Exploratory Data Analysis (EDA) on US Census Data. Investigating income distribution, demographics, and correlations using Python, Pandas, and statistical tests.
This project aims at exploratory analysis of US data, with the main objective of identifying trends and related patterns among the distribution of income, in correlation with given demographic data. The dataset contains necessary information on age, employment, education level, marital status, place of birth, hours worked, gender, race, state, and of course, income.
- Census_Data.csv: Raw census data with all the numeric-coded attributes.
- Attribute_Values.csv: Mapping of numeric attribute values to meaningful categories.
The project includes the following analyses:
- Income Distribution Analysis
- Histogram of income values
- Log-transformed income distribution
- Zipf plot and cumulative frequency analysis
- Demographic Correlations with Work Category
- Chi-square tests to analyze relationships between gender, race, place of birth, and employment category.
- Visualization using heatmaps of all the contingencies.
- Impact and influence of demographic data on income prices
- Comparisons of average incomes between gender, race and place of birth.

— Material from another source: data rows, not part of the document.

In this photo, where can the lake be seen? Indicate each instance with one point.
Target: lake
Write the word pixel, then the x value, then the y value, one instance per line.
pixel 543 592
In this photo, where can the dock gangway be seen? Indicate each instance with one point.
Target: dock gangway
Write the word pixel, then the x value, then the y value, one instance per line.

- T-tests to identify significant differences.
- Correlations of income with continuous variables
- Scatter plots for education, age and hours worked in relation to income.
Additional statistical tests based on new hypotheses formed from exploratory analysis.
- Python
- Pandas for data processing
- Seaborn & Matplotlib for data visualization
To execute the analysis, follow these steps:
- Clone the repository:
- git clone https://github.com/PolyzosFotios/us-census-data-analysis.git
- cd us-census-data-analysis
- Ιnstall the required dependencies:
- pip install -r requirements.txt
- Start Jupyter Notebook:
- jupyter notebook
- Open and run notebook.ipynb.
This project is available under the MIT License.